Помещик угрюмо кусал ус и обозленно стучал ногами.
- Знаю я вас, мошенников... михрютки вы сиволапые! Так один за другого
и тянете.
- Я ничего, - виновато косился работник, - я сказать тебе... может,
сделаешь что...
Помещик, косясь, уходил на конюшню и, щупая лошадь, кричал на конюха:
- Деньги только драть с хозяина. Опять не чистил, скотина... Заложи
живо овса!..
Конюх, суетясь, тыкался в ларь, разгребал куколь и, горстью просеивая,
насыпал в меру.
Мякина сыпалась прямо в глаза вилявшей собаке и щекотала ей ноздри.
- Ты еще что мешаешься, - ткнул ее помещик ногой, - вон пошла, стерва!
"Ишь, черт дурковатый, - думал конюх, - не везет ни в чем, так и зло на
всех срывает!"
- А где он живет? - обратился к вошедшему за метлой работнику.
- Он живет в долине, на Афонином перекрестке помол держит.
- Так, так, - кивал головой конюх, - сказывают, охотой займается еще.
- Так ты вот что, Прохор, - обратился помещик к конюху. - Заложи нам
гнедого в тарантас и сена положи. А ты, брат, пей поскорей чай да со мной
поедешь.
--
Карев увидел, как к мельнице подкатил тарантас и с сиденья грузно
вывалился барин.
Он, поздоровавшись, сел на лавку и заговорил о помоле.
"Хитрит, - подумал Карев, - не знает, с чего начать".
- Трудно, трудно ужиться с мужиками, - говорил он, качая трость. - Я,
собственно... - начал он, заикнувшись на этом слове, - приехал...
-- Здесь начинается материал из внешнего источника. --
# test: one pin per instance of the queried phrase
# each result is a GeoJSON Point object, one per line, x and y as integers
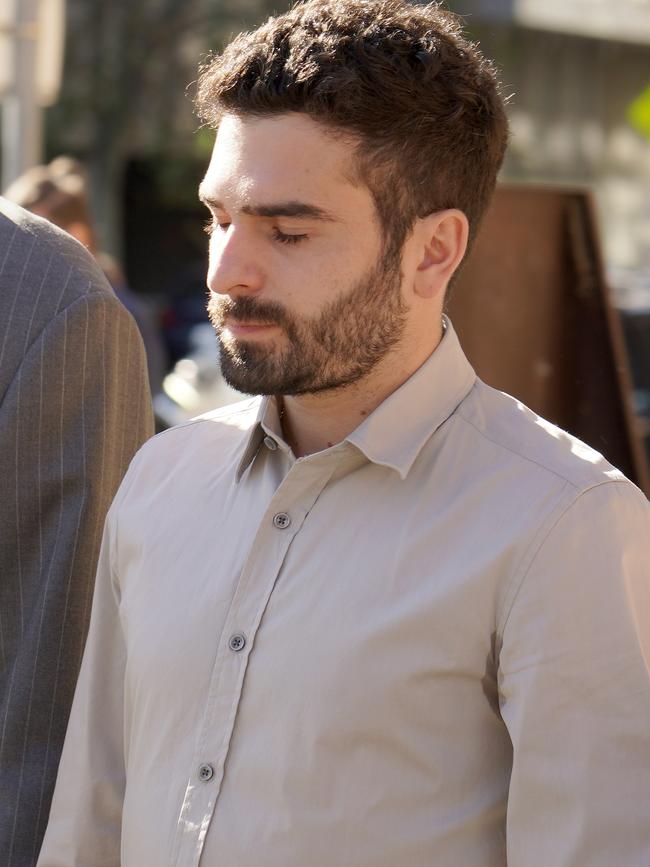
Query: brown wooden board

- Я знаю, - перебил Карев.
- А что?
- Хотите сказать, чтобы я не совался не в свои сани, и пообещаете
наградить.
- Н-да, - протянул тот, шевеля усом, - но вы очень резко выражаетесь.
- Я говорю напрямую, - сказал Карев, - и если б был помоложе, то
обязательно дал бы вам взбучку.
Помещик сузил глазки и стал прощаться.
Работник насмешливо прикусил губы и хлестал лошадь. Тарантас летел, как
паровоз.
- Гони сильней, - ткнул он его ногой.
- Больше некуда гнать, - оглянулся работник, - а ежели будешь тыкаться,
так я так тыкну, что ты ребер не соберешь.
ГЛАВА ТРЕТЬЯ
Стояла июльская жара. Пахло ожогом трав и сухой соломой. Колосился
овес.
Мужики собрались на сходку и порешили косить луга.
Десятские взяли общественные канаты и пошли за реку отыскивать
занесенные в половодье на делянках ямы.
Они осторожно, не сминая травы, становились на раскосы и прикидывали
веревку.
К вечеру у парома заскрипели с шалашами телеги и забренчали косы.
По лугу потянулись гуськом подводы и, покачиваясь, ехали за песчаную
луку.
За лукой, на бугорке, считая свою выть от ямы, они скидывали, окосив
траву, шалаши, уставляли их поплотней и устилали сочной травой.
Из телег летели вилы, грабли, связки дров и хламная рухлядь.
Потом, осторожно взяв косы, вешали их на попки шалаша и втаскивали во
внутрь сундучок с посудой и снедью.
Шалаши лицом друг к другу ставили в два ряда и позади, распрягая
лошадей, подняв оглобли, притыкали накрытые веретьями телеги.
В это утро к Кареву пришел Филипп и стал звать на покос.
- А я и работника не наймал, - говорил он, улыбаясь издалека. - На тебя
надеялся... Ты не бойся, нам легко будет, на семь душ всего; а ежели
Кукариху скинуть - и того меньше...
Карев весело поднял голову и всадил в дровосеку топор.
- А я уж вилы готовлю.
--
Филипп по порядку отыскал четвертую стоянку и завернул на край.
У костра с каким-то стариком сидел Карев и, подкладывая плах, говорил о
траве.
- Трава хорошая, - зашептал Филипп, раздувая костер. - Один медушник и
кашка.
- А по лугам один клевер, - заметил старик. - И забольно так по
впадинам чесноком череда разит.
Небо щурилось и морщилось. В темной сини купола шелестели облака.
Мигали звезды, и за бугром выкатывался белый месяц.
Где-то замузыкала ливенка, и ухабистые канавушки поползли по росному
лугу.
Милый в ливенку играет,
Сам на ливенку глядит,
А на ливенке написано:
В солдатушки итить.
Карев пил из железной кружки чай и, обжигая губы, выдувал колечко.
Пели коростели, как в колотушку, стучал дупель, и фыркали лошади.
Филипп постелил у костра кожух, накрылся свиткой и задремал.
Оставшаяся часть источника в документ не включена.